Step 3: Unroll Pattern
Now it's time to change the 3D model into a 2D pattern in order to print it.
- first, make the object a mesh (using the icon my shape is pointing to on the left in the first picture)
- remove the mesh so only the polysurface is left
- use the "UnrollSrf" command on the polysurface (make sure: Explode=Yes, Labels=Yes)
-next you want to "scale" your pattern depending on what size pillows you want to make. This depends on what you are using as a printer. I used 11in x 17in paper to print with.
*If you would like to make your shapes bigger, you can use a CNC machine to draw out your plans with a marker directly on your fabric or paper*
- once the pattern is to scale save the file as a 3dm file and open it up in Visual Mill where you can then print out your plans.
Step 4: Fabric Fun!
Now comes the fun part.
- to save fabric cut out each shape individually (make sure to leave room around the edges as shown in the first picture)

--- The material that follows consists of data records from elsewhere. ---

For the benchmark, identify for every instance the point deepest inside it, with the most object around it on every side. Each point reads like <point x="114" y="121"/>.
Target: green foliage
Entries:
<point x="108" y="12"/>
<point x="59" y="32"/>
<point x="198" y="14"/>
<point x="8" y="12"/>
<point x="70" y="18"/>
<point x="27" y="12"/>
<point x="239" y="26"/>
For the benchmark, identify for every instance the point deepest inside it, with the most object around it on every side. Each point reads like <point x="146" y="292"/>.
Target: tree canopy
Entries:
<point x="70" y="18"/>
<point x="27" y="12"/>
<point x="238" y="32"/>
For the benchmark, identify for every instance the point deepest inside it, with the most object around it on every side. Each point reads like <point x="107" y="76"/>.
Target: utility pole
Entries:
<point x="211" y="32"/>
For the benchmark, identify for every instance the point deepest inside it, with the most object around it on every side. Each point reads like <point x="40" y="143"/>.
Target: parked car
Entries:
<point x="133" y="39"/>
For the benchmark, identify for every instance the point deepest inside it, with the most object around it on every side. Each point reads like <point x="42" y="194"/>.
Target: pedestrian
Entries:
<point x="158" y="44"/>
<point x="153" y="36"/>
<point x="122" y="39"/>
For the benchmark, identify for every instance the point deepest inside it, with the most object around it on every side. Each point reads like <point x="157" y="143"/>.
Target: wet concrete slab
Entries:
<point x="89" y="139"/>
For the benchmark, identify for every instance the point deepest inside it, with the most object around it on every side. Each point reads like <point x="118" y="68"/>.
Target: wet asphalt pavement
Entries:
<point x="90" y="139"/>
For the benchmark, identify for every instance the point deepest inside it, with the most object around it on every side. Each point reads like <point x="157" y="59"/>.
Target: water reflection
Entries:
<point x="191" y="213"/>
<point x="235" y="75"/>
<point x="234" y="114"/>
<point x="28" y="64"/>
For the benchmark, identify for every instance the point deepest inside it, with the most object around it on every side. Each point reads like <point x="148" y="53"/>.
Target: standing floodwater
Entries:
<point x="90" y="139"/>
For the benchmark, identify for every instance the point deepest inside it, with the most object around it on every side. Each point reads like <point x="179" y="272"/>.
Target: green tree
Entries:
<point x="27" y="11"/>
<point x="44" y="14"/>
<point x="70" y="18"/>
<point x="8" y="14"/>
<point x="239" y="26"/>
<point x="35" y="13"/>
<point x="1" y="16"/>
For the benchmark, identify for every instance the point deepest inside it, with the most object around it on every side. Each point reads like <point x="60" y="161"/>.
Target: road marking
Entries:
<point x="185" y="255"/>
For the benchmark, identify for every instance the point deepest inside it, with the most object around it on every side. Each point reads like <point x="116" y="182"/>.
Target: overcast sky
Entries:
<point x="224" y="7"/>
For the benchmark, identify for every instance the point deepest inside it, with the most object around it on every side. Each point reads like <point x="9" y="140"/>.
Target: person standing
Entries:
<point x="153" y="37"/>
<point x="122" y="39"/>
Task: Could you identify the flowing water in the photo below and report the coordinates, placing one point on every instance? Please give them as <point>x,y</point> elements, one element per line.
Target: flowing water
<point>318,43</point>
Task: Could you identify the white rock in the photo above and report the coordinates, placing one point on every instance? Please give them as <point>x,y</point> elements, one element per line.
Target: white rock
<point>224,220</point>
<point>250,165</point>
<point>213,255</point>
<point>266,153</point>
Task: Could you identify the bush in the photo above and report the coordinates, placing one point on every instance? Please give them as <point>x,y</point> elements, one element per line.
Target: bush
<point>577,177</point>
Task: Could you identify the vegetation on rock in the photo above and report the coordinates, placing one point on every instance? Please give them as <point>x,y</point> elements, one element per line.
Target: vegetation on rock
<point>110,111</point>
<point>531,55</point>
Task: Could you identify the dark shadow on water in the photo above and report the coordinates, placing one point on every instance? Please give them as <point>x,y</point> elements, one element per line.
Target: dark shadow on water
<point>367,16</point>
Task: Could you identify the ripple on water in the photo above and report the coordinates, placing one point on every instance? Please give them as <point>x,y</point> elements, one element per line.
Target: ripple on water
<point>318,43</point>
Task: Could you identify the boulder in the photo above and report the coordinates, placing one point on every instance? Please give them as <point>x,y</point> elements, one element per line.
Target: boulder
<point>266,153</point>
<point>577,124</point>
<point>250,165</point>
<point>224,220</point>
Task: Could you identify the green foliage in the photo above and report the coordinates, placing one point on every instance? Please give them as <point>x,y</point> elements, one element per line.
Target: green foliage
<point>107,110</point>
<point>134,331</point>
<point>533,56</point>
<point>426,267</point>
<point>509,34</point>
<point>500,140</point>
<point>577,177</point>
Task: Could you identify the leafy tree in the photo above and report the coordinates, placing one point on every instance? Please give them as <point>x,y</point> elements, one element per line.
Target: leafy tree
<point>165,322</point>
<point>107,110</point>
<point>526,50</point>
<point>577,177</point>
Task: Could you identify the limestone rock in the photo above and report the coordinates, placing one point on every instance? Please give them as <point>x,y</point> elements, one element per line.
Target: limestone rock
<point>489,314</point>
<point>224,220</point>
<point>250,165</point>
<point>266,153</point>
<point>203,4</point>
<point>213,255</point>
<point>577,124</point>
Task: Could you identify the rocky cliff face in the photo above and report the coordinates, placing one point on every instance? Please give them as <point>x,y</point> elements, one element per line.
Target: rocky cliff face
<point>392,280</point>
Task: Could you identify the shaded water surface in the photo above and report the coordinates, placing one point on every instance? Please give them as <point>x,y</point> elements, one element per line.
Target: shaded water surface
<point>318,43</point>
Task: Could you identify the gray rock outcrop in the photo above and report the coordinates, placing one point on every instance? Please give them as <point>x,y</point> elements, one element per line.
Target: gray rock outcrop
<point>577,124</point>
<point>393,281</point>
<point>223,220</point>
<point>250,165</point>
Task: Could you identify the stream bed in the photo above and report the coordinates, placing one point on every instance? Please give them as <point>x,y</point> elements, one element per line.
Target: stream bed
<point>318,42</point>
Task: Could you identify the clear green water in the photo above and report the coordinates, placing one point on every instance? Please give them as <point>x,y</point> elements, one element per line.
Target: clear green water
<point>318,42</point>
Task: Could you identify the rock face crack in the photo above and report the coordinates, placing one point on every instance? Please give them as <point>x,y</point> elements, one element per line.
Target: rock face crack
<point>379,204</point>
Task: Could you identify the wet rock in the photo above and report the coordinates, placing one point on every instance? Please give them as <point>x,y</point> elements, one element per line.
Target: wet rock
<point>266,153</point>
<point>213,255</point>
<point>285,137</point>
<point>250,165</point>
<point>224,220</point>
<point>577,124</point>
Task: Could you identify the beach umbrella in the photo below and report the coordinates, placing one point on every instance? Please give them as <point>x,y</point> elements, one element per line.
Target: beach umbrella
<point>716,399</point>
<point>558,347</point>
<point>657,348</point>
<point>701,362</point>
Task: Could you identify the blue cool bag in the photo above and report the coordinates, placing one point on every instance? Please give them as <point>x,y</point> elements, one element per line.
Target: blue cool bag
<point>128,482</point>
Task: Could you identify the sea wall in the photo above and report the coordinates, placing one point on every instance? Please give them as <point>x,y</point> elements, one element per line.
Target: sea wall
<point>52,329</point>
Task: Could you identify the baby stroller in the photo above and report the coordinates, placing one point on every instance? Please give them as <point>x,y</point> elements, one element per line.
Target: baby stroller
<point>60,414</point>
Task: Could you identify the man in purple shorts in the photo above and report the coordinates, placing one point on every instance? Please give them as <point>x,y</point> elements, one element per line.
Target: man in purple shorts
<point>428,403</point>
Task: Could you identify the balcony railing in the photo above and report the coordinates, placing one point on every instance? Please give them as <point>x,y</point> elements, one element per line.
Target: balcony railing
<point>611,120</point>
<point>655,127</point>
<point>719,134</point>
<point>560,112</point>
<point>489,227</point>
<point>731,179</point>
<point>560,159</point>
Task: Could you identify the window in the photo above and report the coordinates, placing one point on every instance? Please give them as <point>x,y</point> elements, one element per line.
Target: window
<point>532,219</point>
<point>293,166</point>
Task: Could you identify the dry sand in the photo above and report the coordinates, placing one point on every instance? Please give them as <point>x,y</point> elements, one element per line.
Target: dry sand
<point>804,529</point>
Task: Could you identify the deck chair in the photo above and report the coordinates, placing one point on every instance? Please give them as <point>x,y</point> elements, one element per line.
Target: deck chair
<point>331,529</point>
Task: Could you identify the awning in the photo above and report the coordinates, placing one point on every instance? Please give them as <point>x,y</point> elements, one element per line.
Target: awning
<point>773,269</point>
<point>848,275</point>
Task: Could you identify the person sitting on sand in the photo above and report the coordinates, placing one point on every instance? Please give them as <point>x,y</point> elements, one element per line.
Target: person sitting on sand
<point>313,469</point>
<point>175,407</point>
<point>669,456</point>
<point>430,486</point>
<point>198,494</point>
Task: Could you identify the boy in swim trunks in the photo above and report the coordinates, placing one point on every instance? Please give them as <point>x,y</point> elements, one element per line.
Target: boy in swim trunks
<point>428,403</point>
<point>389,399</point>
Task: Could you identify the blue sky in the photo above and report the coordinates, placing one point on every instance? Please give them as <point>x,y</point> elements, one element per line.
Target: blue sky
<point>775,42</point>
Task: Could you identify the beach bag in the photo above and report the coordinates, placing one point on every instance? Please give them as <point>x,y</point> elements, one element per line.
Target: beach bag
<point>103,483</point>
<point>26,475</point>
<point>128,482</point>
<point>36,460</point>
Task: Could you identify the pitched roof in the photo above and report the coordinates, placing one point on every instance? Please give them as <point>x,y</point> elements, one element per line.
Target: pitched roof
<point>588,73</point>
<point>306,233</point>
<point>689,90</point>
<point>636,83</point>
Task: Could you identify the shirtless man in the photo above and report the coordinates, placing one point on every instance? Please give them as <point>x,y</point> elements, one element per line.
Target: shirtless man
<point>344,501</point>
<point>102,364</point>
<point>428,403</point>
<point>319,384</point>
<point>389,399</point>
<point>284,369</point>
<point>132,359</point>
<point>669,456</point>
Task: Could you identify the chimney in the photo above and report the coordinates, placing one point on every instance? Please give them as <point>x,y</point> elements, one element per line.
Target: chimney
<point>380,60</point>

- next use the super 77 to adhere the paper to the canvas (pins work too, but this way is faster)
- use fabric scissors to get a clean cut with the canvas
Laying out your pattern
+ If you've ever made or seen patterns used to make clothes, this part is very similar.
- find the numbers that match and line up the corresponding edges - this is where you will be making your seams.
Step 5: Sewing!
- place corresponding numbers back to back so the the paper side is facing out and the edges are parallel
- because the canvas is strong you probably wont need to pin them in place, but if you want to, T-pins are the way to go
- sew the shapes together, sewing into the paper, using the lines as your guide
Note: not all the edges will have corresponding numbers, so don't be afraid if at first your shape doesn't make sense. Once you start sewing your shape will start to take form and you will be able to piece the rest of it together by referencing back to your 3D model in Rhino.
- once you get to a point where you don't need the plans anymore you can remove the paper
*the super 77 makes the canvas a little sticky, something to keep in mind if you wanted to keep this side facing out*
Step 6: Stuff and Finish
- continue to sew up your shape, referencing back to Rhino if there is some confusion
- make sure to leave one seam open
- turn the fabric inside out so the edges of the seams are on the inside for a cleaner look
- now fill the form with some kind of stuffing
*I used extra fabric I had at my house to give the forms weight; however, feel free to play around with other materials. Just a few ideas I had: ice, marshmallows, metal wire, sand, and jello. Get creative, make them function however you want.
- to finish up, hand stitch the last seam closed being careful to tuck in the edges as you go
Now you know how to make geometric pillow shapes! Have Fun!